Potatoes – not so bad!

02/04/2014 Uncategorized Potato varieties

Long thought of as an enemy to a healthy diet, potatoes are finally earning their credibility as the beneficial nutrient-rich food they really are.

Potatoes originated in South America—home to many ‘super’ foods such as avocados and the ancient grain, quinoa. Easy to grow and nutrient dense, potatoes became a global staple after spreading to Europe and the US in the 1500s and 1600s.

So why have potatoes received such a bad rap?

When served as greasy hot chips or cheesy baked potatoes from fast food restaurants, potatoes are not a healthy option. On the whole, they are considered a high glycemic index (GI) food (they produce a rapid spike in blood sugar levels) and it’s this, combined with their oil rich food preparation that makes them a perfect candidate for leading to excess weight gain.

However, a single serving (one potato) provides 15%-20% of the average person’s daily potassium needs and is a great source of Vitamin C and antioxidants. To get the most nutritional benefit from your potato, eat it with its skin on! The skin is high in fibre and also contains B Vitamins.

Now that potatoes have had their name cleared, the question is: out of all the different kinds of potatoes available, which ones should you choose?

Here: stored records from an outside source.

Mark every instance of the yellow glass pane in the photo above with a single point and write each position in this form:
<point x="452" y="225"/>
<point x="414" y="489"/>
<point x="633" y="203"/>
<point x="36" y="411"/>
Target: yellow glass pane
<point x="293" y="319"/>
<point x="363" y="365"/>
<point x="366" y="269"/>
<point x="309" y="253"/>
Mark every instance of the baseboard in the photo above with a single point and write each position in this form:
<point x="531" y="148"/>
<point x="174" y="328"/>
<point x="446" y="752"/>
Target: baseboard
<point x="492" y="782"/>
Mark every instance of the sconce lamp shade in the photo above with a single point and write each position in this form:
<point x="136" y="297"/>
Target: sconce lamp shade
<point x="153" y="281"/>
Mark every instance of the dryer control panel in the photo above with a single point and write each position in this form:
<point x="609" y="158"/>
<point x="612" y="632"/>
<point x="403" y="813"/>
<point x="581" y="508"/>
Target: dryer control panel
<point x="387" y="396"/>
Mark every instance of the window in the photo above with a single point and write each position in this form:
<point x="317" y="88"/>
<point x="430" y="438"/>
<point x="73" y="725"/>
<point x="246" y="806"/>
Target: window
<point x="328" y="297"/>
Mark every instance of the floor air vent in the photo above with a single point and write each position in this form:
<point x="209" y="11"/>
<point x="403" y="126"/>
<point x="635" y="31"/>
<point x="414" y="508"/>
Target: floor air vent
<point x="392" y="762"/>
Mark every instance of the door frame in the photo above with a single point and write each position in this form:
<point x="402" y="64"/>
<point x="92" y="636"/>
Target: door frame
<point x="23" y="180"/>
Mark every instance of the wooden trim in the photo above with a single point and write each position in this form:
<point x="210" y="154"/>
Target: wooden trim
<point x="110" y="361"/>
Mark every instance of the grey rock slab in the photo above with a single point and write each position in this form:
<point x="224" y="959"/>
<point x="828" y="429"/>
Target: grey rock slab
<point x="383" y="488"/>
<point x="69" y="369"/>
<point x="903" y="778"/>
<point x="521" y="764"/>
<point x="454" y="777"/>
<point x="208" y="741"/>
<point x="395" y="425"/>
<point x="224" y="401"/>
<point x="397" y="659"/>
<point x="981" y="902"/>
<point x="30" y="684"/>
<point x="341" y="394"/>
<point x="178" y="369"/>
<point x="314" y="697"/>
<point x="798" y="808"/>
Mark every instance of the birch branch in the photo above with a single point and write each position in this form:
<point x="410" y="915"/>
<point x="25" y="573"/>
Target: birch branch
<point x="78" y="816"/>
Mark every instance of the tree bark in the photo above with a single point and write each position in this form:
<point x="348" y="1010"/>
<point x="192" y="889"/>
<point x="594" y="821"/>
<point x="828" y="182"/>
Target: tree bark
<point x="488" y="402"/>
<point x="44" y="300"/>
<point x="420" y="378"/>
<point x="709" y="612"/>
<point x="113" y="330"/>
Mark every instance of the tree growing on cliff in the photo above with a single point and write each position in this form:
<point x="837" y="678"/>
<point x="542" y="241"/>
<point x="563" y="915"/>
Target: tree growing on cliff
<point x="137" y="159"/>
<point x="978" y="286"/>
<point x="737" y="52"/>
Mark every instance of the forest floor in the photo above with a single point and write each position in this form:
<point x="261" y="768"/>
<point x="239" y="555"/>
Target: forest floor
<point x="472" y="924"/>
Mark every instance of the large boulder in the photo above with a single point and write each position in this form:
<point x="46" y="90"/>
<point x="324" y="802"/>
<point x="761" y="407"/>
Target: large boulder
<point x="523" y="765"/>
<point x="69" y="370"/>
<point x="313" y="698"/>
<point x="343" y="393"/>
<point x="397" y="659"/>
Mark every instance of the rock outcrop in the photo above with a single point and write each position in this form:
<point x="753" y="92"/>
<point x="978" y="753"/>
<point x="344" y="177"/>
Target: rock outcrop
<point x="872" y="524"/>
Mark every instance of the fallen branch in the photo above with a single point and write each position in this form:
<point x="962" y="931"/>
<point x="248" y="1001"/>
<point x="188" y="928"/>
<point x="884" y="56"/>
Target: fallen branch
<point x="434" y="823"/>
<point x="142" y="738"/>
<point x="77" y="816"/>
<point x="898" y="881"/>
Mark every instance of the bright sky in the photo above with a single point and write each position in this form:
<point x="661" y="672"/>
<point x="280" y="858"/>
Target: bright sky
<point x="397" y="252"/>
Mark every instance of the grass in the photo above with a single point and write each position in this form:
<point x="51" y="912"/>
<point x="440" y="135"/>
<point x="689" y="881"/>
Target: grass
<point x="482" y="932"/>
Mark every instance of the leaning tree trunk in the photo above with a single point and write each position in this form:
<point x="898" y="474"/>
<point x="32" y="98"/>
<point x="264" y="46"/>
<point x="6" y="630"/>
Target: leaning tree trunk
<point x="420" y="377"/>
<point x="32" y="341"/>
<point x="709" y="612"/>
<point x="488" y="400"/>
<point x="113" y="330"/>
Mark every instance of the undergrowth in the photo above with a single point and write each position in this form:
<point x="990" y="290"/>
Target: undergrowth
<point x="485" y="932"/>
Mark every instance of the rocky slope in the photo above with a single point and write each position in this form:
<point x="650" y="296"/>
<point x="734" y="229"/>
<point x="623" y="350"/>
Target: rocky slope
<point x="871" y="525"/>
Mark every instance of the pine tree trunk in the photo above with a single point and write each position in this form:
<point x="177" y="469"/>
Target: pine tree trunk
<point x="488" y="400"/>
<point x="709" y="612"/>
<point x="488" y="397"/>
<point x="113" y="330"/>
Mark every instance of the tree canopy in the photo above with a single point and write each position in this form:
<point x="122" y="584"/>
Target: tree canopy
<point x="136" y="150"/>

When it comes to their nutrient makeup, potatoes are pretty similar: they all have very little sodium and virtually no fat. It is how they hold their shape when cooked that differentiates one potato from the next. Those good for mashing or baking have a high starch content, causing them to lose their form when cooked. Potatoes with a low starch content, keep their shape and are perfect for baking, roasting or boiling. There are also all-rounders (with medium starch content) that are delicious no matter the method of preparation, but particularly for roasting.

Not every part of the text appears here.